Wielu uczniów Jezusa patrzyło na Jego drogą krzyżową i nie mogło uwierzyć, że ten skazany na okrutną śmierć jest Mesjaszem, Zbawcą ludzi. Krzyż bowiem był znakiem hańby, a nie zwycięstwa.
Mimo że od tamtego wydarzenia minęło ponad dwa tysiące lat, podobne wątpliwości są bardzo żywe. Wielu ludzi, nawet wierzących, stawia sobie pytania o sens wiary, o życie wieczne. Rozgoryczeni trudną codziennością często pytamy, czy Bóg rzeczywiście istnieje, czy coś jest po śmierci. Dlaczego Bóg nie przyjdzie i nam się nie ukaże? „Błogosławieni ci, którzy uwierzyli, a nie widzieli” – powie Zbawiciel.

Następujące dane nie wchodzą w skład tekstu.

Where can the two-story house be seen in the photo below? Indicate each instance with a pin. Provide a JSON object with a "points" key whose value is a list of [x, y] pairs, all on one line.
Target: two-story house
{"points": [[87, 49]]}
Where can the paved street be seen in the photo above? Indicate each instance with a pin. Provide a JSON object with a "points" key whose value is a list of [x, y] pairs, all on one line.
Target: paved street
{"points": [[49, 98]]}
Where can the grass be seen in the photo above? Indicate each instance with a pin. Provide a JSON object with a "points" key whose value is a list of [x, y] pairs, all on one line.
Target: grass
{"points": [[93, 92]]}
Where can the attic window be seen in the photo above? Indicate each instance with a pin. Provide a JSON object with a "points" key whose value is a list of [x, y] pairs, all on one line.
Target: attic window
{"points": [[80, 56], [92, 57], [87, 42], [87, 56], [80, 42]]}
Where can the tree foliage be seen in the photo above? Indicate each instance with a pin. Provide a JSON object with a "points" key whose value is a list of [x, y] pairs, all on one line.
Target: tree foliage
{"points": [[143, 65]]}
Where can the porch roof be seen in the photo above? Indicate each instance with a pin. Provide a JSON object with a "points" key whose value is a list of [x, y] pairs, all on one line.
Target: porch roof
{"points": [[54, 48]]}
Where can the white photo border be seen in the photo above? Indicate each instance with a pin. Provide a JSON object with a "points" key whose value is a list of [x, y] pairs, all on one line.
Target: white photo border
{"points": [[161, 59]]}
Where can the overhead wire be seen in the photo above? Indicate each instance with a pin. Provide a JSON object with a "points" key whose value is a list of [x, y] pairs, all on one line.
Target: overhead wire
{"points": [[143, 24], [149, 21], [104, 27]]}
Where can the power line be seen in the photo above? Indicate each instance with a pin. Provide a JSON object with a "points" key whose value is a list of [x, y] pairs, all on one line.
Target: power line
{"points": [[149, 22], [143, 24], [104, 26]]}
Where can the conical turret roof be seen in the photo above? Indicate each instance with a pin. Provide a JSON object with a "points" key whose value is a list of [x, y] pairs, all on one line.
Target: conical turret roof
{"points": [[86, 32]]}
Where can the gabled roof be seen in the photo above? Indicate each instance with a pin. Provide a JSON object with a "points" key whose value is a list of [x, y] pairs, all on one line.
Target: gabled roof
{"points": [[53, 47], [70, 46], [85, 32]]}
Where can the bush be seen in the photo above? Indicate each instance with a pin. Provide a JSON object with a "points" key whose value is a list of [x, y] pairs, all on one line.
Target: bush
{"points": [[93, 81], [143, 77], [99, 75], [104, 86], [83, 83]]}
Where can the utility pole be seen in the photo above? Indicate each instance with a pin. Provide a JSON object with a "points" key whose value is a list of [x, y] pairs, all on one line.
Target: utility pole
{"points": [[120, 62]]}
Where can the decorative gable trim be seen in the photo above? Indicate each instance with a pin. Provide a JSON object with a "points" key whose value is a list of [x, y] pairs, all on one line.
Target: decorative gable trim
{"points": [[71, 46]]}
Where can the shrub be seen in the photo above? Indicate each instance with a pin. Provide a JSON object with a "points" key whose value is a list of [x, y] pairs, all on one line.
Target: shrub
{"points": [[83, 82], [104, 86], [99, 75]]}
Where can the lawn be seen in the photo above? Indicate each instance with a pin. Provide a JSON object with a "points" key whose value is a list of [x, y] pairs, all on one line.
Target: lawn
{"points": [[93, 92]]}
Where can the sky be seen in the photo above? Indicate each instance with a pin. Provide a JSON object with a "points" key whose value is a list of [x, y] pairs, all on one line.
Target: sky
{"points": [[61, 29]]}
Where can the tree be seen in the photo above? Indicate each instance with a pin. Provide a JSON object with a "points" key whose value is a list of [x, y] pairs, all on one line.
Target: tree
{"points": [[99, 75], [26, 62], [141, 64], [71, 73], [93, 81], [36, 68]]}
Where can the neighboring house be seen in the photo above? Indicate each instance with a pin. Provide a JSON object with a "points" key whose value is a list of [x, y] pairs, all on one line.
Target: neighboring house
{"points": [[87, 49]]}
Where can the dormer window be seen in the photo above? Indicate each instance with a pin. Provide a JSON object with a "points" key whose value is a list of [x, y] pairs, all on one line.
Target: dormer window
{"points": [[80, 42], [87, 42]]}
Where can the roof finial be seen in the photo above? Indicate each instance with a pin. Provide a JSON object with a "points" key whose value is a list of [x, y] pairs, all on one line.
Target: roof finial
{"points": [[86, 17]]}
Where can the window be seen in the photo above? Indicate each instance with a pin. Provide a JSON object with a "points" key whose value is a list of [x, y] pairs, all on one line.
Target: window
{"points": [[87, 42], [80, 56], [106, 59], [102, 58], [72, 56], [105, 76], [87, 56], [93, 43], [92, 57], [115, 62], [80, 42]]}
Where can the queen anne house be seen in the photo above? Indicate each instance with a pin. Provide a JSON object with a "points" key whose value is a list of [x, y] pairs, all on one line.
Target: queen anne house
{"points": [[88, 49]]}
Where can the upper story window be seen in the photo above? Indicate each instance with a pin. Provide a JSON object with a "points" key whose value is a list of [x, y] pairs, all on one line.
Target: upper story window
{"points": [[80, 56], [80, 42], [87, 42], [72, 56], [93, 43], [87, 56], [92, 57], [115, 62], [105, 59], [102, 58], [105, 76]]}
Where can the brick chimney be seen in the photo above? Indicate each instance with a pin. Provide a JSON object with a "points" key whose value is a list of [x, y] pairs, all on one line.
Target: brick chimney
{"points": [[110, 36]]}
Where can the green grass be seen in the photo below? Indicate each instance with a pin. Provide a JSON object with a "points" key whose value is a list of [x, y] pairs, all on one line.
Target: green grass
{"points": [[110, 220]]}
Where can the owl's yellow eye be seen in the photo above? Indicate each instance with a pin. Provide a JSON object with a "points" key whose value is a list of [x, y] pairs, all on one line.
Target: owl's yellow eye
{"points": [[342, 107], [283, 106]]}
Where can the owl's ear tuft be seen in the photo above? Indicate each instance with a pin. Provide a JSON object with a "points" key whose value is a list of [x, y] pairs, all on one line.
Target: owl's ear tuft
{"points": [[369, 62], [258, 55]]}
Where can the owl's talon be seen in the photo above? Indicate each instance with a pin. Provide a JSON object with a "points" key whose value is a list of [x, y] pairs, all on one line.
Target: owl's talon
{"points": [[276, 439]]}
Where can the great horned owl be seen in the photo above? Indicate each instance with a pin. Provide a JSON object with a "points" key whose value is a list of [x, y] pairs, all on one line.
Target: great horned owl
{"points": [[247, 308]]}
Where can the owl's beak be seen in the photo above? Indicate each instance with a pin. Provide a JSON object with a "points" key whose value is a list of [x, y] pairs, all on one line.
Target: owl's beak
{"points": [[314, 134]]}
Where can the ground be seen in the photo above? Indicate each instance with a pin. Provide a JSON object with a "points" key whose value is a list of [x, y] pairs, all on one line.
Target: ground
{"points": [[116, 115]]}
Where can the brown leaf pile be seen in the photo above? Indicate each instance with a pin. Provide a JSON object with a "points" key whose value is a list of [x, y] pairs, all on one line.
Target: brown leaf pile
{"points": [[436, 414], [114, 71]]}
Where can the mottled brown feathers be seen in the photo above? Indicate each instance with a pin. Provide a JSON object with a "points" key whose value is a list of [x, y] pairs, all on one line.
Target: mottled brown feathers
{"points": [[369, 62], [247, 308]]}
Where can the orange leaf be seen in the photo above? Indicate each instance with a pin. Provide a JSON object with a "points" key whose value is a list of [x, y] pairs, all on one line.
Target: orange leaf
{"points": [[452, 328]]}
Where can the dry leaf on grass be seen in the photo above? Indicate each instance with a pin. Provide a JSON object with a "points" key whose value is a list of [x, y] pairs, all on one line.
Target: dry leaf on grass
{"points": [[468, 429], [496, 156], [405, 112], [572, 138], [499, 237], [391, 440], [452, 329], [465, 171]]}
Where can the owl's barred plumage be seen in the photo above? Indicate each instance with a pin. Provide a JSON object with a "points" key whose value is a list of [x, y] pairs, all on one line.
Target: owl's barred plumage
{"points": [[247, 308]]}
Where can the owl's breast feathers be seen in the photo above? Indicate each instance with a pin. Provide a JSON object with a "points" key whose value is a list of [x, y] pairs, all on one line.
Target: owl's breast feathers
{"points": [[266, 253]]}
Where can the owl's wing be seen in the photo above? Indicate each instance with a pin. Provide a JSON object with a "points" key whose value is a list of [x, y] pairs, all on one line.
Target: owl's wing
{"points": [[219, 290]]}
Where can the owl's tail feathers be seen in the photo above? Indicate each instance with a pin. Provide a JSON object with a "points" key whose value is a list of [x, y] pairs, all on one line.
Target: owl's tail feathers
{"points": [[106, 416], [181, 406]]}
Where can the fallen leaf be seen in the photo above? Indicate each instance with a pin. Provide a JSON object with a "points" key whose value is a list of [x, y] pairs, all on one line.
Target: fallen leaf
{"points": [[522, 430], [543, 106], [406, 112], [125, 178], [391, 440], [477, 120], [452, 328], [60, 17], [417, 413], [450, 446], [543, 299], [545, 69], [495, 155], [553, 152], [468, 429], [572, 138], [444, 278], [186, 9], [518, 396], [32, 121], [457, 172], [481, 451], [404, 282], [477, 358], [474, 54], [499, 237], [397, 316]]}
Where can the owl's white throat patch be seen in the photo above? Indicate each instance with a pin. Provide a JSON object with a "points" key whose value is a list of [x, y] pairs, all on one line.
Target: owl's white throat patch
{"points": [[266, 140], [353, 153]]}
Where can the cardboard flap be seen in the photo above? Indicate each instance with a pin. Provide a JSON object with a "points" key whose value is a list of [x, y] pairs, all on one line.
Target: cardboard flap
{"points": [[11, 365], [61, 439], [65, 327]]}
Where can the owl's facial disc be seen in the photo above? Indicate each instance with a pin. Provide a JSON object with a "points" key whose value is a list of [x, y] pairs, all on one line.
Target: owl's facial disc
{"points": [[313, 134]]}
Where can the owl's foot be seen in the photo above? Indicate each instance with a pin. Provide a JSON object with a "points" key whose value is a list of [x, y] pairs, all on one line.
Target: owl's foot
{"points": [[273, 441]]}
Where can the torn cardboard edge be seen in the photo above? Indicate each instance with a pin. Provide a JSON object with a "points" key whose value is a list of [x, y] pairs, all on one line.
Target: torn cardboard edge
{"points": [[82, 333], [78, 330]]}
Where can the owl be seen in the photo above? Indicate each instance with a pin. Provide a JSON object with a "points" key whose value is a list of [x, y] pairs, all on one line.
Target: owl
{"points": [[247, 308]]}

Wiele naszych wątpliwości dotyczących Boga wynika z tego, że nie odróżniamy wiedzy od wiary. To są dwa różne zagadnienia. Jednak wiara nie wyklucza wiedzy, ani wiedza nie wyklucza wiary. Można to przedstawić na prostym przykładzie: wiem, że świeci słońce, jednak człowiek niewidomy musi w to uwierzyć, musi zaufać tym, którzy to widzą. Podobna sytuacja jest z drogowskazami. Same nie są celem naszej wędrówki. Wskazują natomiast drogę, kierunek, w którym należy podążać. Od nas bowiem zależy, czy za drogowskazem chcemy podążać, czy też nie.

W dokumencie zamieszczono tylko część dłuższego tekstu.